Search code examples
javascriptjqueryapify

Get all the texts in h2 and return an array readable (via APIFY)


I'm using "Web scraper apify" to scrap some data from a website. The goal is to get all the texts in H2 and return an array of them. My problem is when I returned the array. This one is not correct and not usable because it separates all the letters of the different scrapped texts.
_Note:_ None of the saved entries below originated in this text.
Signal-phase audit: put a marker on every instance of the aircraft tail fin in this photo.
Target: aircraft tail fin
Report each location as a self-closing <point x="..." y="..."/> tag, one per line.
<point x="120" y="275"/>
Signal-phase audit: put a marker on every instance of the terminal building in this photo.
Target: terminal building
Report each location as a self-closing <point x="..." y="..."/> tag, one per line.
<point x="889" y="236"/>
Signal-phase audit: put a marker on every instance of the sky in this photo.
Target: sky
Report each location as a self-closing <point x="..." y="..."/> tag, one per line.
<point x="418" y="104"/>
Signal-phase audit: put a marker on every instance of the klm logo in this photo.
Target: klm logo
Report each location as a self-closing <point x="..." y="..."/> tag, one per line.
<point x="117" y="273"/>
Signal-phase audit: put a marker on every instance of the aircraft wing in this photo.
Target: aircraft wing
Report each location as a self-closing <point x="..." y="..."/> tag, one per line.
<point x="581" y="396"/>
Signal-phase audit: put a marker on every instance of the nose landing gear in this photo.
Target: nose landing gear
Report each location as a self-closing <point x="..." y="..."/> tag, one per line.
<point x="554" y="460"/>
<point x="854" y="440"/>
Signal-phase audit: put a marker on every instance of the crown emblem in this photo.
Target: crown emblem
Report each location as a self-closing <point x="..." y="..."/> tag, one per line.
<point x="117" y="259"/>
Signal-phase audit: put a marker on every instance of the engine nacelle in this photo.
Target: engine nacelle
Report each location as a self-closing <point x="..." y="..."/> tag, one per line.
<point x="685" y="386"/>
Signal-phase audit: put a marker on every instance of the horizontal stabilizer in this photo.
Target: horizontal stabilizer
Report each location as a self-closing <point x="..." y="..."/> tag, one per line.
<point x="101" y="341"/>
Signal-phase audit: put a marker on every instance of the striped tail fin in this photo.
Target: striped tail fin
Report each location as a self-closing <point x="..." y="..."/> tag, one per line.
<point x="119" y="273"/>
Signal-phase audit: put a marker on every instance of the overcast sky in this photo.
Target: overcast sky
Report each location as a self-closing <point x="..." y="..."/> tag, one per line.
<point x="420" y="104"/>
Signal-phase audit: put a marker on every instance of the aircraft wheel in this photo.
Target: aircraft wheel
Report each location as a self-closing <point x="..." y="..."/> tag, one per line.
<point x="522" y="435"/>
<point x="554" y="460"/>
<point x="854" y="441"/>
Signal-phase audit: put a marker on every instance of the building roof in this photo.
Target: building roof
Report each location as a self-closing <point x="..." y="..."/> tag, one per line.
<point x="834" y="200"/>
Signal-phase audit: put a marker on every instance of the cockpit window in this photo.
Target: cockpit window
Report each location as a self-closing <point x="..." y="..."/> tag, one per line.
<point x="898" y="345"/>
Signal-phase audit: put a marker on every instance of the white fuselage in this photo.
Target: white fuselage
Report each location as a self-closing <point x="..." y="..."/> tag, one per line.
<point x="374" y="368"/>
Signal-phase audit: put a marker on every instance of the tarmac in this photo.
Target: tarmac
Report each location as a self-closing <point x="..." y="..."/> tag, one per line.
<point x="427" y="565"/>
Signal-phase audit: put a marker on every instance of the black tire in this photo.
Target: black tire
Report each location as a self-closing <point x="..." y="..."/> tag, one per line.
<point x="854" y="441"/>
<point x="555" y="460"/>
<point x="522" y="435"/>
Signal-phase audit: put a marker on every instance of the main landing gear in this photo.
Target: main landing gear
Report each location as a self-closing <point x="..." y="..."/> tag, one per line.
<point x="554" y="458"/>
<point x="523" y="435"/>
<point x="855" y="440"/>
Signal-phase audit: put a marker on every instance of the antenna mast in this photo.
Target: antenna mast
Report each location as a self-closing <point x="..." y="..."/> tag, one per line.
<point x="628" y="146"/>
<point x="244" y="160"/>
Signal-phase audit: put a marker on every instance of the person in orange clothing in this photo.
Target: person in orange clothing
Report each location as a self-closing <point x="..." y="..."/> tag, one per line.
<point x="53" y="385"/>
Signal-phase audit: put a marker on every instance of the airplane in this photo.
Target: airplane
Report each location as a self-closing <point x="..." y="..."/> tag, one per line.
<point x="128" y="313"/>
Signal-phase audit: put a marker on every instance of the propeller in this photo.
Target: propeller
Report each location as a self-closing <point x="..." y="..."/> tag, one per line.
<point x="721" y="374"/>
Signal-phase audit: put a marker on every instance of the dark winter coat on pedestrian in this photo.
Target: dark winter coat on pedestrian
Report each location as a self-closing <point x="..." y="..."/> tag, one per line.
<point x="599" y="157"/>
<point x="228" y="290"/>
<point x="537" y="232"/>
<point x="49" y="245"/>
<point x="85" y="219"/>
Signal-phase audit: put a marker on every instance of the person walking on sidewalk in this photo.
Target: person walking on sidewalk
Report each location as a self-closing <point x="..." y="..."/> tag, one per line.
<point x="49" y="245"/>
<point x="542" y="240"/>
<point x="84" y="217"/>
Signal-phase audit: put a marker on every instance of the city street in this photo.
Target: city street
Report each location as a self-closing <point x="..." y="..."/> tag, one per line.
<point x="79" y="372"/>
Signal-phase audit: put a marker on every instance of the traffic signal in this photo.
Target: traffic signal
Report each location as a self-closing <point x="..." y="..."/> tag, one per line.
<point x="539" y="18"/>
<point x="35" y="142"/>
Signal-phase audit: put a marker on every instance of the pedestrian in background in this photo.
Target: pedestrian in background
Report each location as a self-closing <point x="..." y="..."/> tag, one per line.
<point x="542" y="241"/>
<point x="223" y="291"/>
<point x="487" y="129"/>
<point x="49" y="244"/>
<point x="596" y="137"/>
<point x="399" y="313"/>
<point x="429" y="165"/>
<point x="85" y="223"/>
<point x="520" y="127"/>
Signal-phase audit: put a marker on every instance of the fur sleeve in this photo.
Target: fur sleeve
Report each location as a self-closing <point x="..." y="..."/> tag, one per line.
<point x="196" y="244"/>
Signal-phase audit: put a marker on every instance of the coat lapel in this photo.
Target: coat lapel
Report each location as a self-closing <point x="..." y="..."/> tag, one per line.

I tried to write this code (javascript and jquery including):

function pageFunction() {
  const results = []

  $('h2').map(function() {
    results.push($(this).text());
  });

  return results;
}

console.log(pageFunction());
<h2>Heading One</h2>
<h2>Heading Two</h2>
<h2>Heading Three</h2>

<script src="https://cdnjs.cloudflare.com/ajax/libs/jquery/3.3.1/jquery.min.js"></script>

And I have this result when I export in JSON

[{
  "0": "M",
  "1": "u",
  "2": "t",
  "3": "i",
  "4": "n",
  "5": "y"
},
{
  "0": "G",
  "1": "r",
  "2": "o",
  "3": "w",
  "4": "S",
  "5": "u",
  "6": "m",
  "7": "o"
},
{
  "0": "C",
  "1": "u",
  "2": "s",
  "3": "t",
  "4": "o",
  "5": "m",
  "6": "e",
  "7": "r",
  "8": ".",
  "9": "i",
  "10": "o"
}]

I would like something like


[{
"tool": "Mutiny"
},
{
"tool": "Growsumo"
},
{
"tool":"customer.io"
}]

Solution

  • Regardless of the cause of the string being split to a character array, to get the desired output, change the map so that it returns the object that you want, rather than just the text:

    .map((i, e) => $(e).text())
    

    gives you an array of the text, but you want an array of { tool: <text> }, so:

    .map((i, e) => { return { tool : $(e).text() } })
    

    (note: jquery .map() requires .get() at the end to convert to a "true" array)

    You'll then have an array of objects, which you can json stringify to get your desired JSON output:

    let results = $('h2').map((i, e) => { 
        return { tool: $(e).text() }
    }).get();
    
    //console.log(results);
    
    let json = JSON.stringify(results)
    
    console.log(json);
    <script src="https://cdnjs.cloudflare.com/ajax/libs/jquery/3.3.1/jquery.min.js"></script>
    
    <h2>Mutiny</h2>
    <h2>Growsumo</h2>
    <h2>Customer.io</h2>